The tax at the heart of dispute was passed by the Puerto Rican government in 2015, as part of efforts to raise money amid a $72 billion public debt crisis. It would have increased, to 6.5 percent from 2 percent, tax rates on firms with more than $2.75 billion in revenues and business with “related parties” off the island, according to Reuters.
The appellate court on Wednesday affirmed this violated the Commerce Clause of the US Constitution, the wire service noted. The provisions grant the US government significant authority when regulating interstate business activities.
In March, Federal District Judge Jose Fuste had ruled that the tax “on its face, clearly discriminates against interstate commerce.” While noting the island’s fiscal problems, Fuste called the law “the very definition of an inadequate remedy.”
Walmart, which had filed the lawsuit, had claimed the measure would have seen 114 percent of its net taxable income on Puerto Rico go to government coffers.

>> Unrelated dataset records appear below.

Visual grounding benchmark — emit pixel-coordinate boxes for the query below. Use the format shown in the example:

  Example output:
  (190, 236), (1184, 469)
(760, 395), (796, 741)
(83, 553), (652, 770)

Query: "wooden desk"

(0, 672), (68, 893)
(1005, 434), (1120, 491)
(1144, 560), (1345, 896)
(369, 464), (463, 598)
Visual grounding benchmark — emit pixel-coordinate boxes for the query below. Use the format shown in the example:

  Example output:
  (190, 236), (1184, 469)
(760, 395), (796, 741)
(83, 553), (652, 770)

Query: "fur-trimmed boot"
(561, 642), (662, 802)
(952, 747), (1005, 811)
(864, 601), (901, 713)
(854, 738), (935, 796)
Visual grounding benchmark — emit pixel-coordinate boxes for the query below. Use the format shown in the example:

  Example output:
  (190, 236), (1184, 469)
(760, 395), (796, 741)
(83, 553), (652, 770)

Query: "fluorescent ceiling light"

Unlike state governments, Puerto Rico doesn’t have the ability to restructure its debt in the court system through Chapter 9 of US Bankruptcy Law. The territory was specifically exempted from the rules by congress in 1984.
Earlier this summer, with defaults looming, Congress passed a law granting Puerto Rico the right to renegotiate its debts.
The legislation, however, was blasted by many Democrats, for establishing an unelected board to oversee the territory’s finances, and for exempting younger Puerto Ricans from federal minimum wage laws.
In parliamentary discussion on the floor of the Senate, in June, Sen. Bernie Sanders (I-Vt.) described the bill as “colonialism at its worst,” and Sen. Bob Menendez called it “the ultimate neocolonialism that we as a Congress would be passing.”
“It treats the citizens of Puerto Rico like subjects, not like citizens,” Menendez said.
The first board members are expected to be appointed to this oversight council in September, Reuters noted.
CORRECTION: A previous version of this article said Congress exempted Puerto Rico from Chapter 11 bankruptcy in 1984.